The Princeton International School of Mathematics and Science (PRISMS) is a coeducational, independent boarding and day school located in Princeton, New Jersey, United States that provides education to high school students in ninth through twelfth grades. It offers a rigorous academic program in mathematics, science, and engineering, as well as a range of humanities and language courses. The school aims to prepare students for careers in science, technology, engineering, and mathematics (STEM) fields. PRISMS places an emphasis on extracurricular activities, community service, and global citizenship.

The school also places a strong emphasis on developing students' critical thinking, problem-solving, and communication skills.

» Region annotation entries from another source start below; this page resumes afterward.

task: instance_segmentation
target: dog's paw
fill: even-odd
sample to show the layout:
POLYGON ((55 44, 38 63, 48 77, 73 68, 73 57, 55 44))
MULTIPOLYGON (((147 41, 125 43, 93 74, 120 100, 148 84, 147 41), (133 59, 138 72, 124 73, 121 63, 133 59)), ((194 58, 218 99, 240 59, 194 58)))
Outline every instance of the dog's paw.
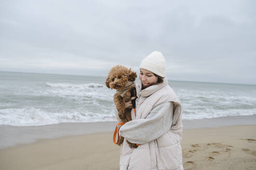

Admission to PRISMS is selective. The school prepares students for colleges and universities in the US and internationally. As of the 2021–22 school year, the school had an enrollment of 117 students and 18.9 classroom teachers (on an FTE basis), for a student–teacher ratio of 6.2:1. The school's student body was 84.6% (99) Asian, 8.5% (10) two or more races, 6.0% (7) White and 0.9% (1) Hispanic.

The school was founded in 2013 by Jiang Bairong. Plans were announced to expand the school to 300 students, with $20 million committed to startup costs.

The school has 6.41 acre of land. The zoning from the American Boychoir School allowed for a maximum of 82 students, and nearby residents voiced opposition to the school's plans for expansion.